Gretchen Sims couldn’t get to sleep at night. A diligent Towson University freshman, she’d spend her lonely, insomnia-filled hours doing her homework, inevitably falling asleep in classes the next day. Despite completing her assignments, professors assumed she was either uninterested in the lecture material or wrung out from late-night partying — not uncommon for college students.

She’d taken AP classes in high school, played volleyball, sung in the choir, and worked during the summer, and she wanted to pursue vigorous academic and extracurricular activities in college, too. But she struggled now merely to function each day. “If I went to hang out in a friend’s dorm, went to the library or a movie with a group of people, I was always the person that fell asleep,” she says. “The things I wanted to do, I wasn’t engaged in them—I was too tired or couldn’t focus.”

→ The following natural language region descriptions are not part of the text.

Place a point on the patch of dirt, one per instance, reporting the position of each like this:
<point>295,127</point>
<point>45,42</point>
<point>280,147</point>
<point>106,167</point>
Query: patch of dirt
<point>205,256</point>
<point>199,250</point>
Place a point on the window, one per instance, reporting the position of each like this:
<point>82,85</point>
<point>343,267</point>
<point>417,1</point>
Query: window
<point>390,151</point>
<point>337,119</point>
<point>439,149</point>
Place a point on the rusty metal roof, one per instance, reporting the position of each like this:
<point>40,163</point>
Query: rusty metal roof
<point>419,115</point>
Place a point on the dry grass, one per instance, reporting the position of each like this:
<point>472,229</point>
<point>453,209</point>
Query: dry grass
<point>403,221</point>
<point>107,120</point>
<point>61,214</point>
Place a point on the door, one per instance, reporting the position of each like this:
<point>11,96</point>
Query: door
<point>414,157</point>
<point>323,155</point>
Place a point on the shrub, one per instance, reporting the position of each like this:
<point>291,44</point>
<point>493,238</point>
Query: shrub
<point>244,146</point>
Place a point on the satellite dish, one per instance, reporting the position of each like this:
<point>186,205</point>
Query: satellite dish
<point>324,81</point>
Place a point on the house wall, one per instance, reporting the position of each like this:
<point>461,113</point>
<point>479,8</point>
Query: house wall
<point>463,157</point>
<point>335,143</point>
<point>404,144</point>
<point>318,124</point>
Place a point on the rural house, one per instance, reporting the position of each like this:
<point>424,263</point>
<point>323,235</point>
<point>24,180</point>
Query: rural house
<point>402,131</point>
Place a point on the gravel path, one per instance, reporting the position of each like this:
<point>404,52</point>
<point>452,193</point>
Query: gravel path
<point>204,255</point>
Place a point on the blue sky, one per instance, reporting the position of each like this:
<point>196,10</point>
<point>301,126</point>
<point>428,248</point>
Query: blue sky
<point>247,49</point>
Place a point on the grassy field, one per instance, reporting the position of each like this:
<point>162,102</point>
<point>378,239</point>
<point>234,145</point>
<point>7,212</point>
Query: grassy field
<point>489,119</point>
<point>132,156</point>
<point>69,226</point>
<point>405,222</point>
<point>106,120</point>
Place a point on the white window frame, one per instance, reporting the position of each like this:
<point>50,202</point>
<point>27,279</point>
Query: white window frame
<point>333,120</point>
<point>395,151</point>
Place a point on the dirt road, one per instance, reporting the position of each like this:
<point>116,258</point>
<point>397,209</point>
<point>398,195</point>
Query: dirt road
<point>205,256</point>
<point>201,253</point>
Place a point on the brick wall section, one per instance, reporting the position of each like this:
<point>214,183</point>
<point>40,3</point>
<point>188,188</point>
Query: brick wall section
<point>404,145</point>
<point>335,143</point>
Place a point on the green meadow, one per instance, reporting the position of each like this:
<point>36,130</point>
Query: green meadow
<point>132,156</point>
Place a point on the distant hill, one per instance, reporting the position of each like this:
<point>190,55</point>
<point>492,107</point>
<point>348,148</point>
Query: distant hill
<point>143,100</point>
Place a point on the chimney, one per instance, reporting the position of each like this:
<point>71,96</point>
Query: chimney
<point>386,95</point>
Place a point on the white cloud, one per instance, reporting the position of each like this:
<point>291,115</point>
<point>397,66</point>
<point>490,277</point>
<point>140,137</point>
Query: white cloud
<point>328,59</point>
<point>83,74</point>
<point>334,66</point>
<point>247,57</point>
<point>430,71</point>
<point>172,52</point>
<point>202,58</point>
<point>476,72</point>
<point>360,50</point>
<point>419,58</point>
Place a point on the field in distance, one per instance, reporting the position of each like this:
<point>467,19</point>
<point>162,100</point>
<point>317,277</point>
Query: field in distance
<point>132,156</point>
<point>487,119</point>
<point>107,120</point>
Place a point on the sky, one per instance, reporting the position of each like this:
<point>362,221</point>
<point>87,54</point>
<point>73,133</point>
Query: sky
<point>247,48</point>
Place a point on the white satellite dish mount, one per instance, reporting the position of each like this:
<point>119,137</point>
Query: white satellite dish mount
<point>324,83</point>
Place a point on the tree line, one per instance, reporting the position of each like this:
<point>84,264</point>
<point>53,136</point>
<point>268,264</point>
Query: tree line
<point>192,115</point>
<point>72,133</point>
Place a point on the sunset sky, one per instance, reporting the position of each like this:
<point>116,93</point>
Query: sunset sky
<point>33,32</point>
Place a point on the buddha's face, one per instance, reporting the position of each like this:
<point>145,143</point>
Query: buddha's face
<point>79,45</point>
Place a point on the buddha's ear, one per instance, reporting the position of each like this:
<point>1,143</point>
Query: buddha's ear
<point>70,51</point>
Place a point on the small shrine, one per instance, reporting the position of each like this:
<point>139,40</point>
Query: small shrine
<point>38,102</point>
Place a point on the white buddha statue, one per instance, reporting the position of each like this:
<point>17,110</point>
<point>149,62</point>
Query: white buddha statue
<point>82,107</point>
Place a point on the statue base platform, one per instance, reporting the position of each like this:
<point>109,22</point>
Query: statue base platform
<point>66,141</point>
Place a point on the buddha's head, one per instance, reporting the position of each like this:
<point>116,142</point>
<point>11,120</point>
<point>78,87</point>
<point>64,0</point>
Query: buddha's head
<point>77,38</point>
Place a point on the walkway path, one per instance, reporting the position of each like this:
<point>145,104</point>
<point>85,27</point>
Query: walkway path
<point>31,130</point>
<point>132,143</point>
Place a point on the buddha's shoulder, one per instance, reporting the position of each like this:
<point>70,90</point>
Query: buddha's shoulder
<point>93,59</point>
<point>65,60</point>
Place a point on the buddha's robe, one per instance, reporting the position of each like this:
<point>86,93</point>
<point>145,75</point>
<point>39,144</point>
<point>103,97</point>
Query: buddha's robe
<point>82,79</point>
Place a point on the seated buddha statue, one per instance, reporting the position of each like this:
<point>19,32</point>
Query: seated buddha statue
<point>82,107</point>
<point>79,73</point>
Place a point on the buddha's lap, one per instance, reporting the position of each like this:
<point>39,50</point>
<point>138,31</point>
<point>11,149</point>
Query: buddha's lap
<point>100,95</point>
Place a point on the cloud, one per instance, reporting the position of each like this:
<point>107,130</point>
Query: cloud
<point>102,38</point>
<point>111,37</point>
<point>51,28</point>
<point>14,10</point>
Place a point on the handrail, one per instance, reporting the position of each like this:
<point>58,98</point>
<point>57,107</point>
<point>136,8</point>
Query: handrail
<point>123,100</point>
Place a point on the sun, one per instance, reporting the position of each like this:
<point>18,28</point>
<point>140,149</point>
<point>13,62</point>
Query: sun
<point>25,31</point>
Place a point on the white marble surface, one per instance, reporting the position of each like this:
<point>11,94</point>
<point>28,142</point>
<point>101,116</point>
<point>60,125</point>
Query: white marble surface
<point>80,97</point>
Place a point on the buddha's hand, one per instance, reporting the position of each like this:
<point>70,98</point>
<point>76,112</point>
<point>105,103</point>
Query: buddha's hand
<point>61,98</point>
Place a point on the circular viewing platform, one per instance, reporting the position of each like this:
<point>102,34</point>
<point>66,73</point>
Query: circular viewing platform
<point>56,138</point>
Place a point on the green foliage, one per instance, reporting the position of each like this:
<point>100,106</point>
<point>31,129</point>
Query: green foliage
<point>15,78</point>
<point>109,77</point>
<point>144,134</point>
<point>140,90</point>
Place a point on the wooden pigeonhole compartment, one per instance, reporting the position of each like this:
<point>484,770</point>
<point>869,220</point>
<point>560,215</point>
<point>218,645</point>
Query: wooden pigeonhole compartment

She did okay academically as a freshman, but her sleeping woes worsened. That summer, at home, she’d often be up all night and then doze off for 10 hours into the middle of the day. Still not refreshed, however. Then, during her sophomore year, she suddenly fell into a state of paralysis in front of schoolmates at Towson’s Albert S. Cook Library—fully conscious, but unable to move, her face muscles slackening completely as her iced tea fell to the ground beside her chair. She revived a few minutes later, groggy and unsure what had happened. Her friends, she says, convinced her that she needed “to get that checked out.”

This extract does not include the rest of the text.